L'un des grands maîtres du cinéma d'action, le réalisateur de "Piège de cristal" et "Predator" donnait ce samedi une masterclass. Questions alambiquées et réponses confuses, la leçon s'est avérée décevante.
L'an dernier, la masterclass avait été annulée. Steven Soderbergh, venu présenter en ouverture son film "Ma vie avec Liberace", s'était désisté à la dernière minute. Les cinéphiles attendaient donc de pied ferme le retour de ce rendez-vous et ce d'autant plus que l'affiche était alléchante. Comme "professeur", rien de moins que l'un des grands maîtres du cinéma d'action, John Mc Tiernan, le réalisateur, entre autres, de "Piège de cristal", "Predator" ou "A la poursuite d'Octobre rouge". Il y avait donc du monde ce samedi dans le petit amphithéâtre Lexington. Le président du jury, Costa Gavras, avait fait le déplacement.
Un plan à un demi-million de dollars
Cette masterclass a débuté par la séquence d'ouverture d' "Octobre rouge", véritable leçon de mise en scène, alliant simplicité et efficacité, dans une économie de mots mais pas de moyens. Le film s'ouvre sur des gros plans, le visage de Sean Connery et des bateaux en mer, puis la caméra s'éloigne et découvre le fameux sous-marin. "Cette séquence a coûté une fortune. A l'époque, l'image de synthèse n'était pas aussi réaliste. Pour moi, le film ne pouvait être pris au sérieux que si on croyait à l'existence du sous-marin. Il a donc fallu en construire une réplique. Moi-même, j'en ai des frissons quand je repense à ce tournage. J'étais à bord de l'hélicoptère pour le plan large final qui a coûté un demi million de dollars".
Si John Mc Tiernan, alors auréolé des succès de "Predator" et "Piège de cristal", a pu obtenir ce qu'il voulait, il n'en sera pas toujours ainsi par la suite. Le réalisateur a souvent été en conflit avec ses producteurs. L'un de ces conflits le mènera même devant les tribunaux.
Un dialogue de sourds
L'intervieweur s'engage alors sur un terrain plus théorique. Les questions sont alambiquées, souvent reformulées comme pour développer les thèses de son auteur. Or, le cinéaste ne semble pas disposé à s'aventurer sur ce terrain et, parfois, ne saisit pas le sens du propos de son interlocuteur. Une certaine confusion s'installe. Et l'échange se transforme peu à peu en dialogue de sourds. John Mc Tiernan revendique une approche de son art relevant de l'intuition, de l'instinct.
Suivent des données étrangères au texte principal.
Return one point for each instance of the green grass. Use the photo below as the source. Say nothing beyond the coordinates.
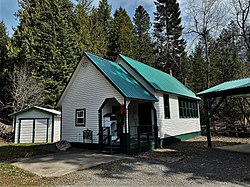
(13, 176)
(12, 152)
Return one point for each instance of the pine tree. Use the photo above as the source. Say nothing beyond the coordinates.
(90, 29)
(169, 46)
(196, 76)
(4, 63)
(104, 12)
(144, 50)
(123, 37)
(82, 24)
(45, 42)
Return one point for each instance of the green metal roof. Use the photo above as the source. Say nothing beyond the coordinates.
(228, 86)
(160, 80)
(125, 83)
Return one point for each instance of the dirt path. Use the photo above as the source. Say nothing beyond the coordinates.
(188, 163)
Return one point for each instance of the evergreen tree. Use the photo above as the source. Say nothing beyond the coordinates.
(4, 63)
(44, 41)
(123, 37)
(104, 11)
(169, 47)
(196, 76)
(82, 25)
(144, 50)
(90, 29)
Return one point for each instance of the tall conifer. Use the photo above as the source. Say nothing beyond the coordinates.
(169, 46)
(45, 42)
(123, 37)
(4, 63)
(144, 50)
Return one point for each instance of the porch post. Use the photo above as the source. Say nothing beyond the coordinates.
(126, 103)
(207, 123)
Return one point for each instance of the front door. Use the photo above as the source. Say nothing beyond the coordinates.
(145, 117)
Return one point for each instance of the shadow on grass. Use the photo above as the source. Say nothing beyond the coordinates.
(191, 159)
(12, 152)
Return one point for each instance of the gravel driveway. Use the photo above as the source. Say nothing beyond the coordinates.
(188, 163)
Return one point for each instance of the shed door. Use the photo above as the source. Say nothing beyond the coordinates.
(26, 131)
(40, 130)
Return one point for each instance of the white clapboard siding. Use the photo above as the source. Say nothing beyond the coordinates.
(40, 134)
(57, 128)
(88, 90)
(41, 130)
(175, 125)
(26, 131)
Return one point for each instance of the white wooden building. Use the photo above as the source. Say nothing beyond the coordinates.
(145, 106)
(36, 124)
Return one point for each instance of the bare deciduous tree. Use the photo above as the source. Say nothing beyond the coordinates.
(242, 11)
(207, 17)
(26, 90)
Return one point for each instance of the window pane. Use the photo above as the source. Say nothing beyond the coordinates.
(80, 120)
(166, 106)
(80, 117)
(80, 113)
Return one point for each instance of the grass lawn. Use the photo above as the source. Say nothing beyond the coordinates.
(13, 176)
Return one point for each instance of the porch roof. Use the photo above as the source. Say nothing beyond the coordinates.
(121, 79)
(159, 80)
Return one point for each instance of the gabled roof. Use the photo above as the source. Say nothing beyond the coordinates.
(159, 80)
(51, 111)
(240, 86)
(121, 80)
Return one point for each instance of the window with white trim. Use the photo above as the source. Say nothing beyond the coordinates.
(188, 108)
(80, 117)
(166, 106)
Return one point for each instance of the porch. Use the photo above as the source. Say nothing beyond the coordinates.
(129, 127)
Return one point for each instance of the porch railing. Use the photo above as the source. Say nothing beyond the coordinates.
(142, 137)
(106, 138)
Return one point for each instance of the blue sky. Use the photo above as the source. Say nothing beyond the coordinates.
(9, 7)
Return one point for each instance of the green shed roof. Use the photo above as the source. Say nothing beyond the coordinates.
(125, 83)
(230, 86)
(160, 80)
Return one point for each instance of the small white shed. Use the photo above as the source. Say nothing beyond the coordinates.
(36, 124)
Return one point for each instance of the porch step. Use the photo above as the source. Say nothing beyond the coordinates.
(107, 150)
Reconnu pour sa gestion de l'espace, notamment dans Piège de cristal, le réalisateur confie être "dépassé par toutes les théories qu'on transmet aux apprentis cinéastes sur le placement de la caméra. Si vous filmez une conversation autour d'une table, c'est très simple: vous mettez la caméra autour de la table. Ce qu'on vise, c'est faire adhérer le spectateur au point de vue du personnage".
Celui qui fit appel à un monteur, fils de musicien, pour assembler les plans en mouvement de "Piège de cristal", explique qu'il "pense aux films comme à de la musique, il y a une idée de justesse, quelque chose dont la logique est de l'ordre du ressenti, de l'intuition, alors que c'est plus rigide dans l'écrit".
"Un cinéma où les mots ont peu de choses à dire"
Parmi les extraits diffusés lors de cette masterclass, outre l'ouverture d'"Octobre rouge", le public a pu revoir l'affrontement final de "Predator" ou la scène du casse d' "Une journée en enfer" (Die Hard 3), trois séquences qui s'illustrent notamment pas leur économie de dialogue. Pour John Mc Tiernan, qui a fait des études de théâtre à la Juilliard School avant de bifurquer vers le 7e art, "le cinéma auquel je tiens est un cinéma où les mots ont peu de chose à dire" et d'ajouter: "J'aspire à un cinéma qui arriverait à se libérer de l'écrit".
Plutôt que d'amener le réalisateur à théoriser son travail, on aurait préféré voir l'intervieweur encourager le maître du cinéma d'action à dévoiler d'avantage ses secrets de fabrication et ses souvenirs de tournage, comme lorsqu'il est revenu sur la conception du final de Predator. A l'origine, l'affrontement devait se dérouler dans le vaisseau de l'extraterrestre. Mais celui-ci n'était pas prêt à temps et Arnold Schwarzenneger, pris par d'autres engagements, allait devoir quitter le tournage. Le cinéaste a réécrit cette séquence finale en une nuit. Une nuit, c'est aussi le temps qu'il aura fallu pour la tourner à un rythme d'enfer.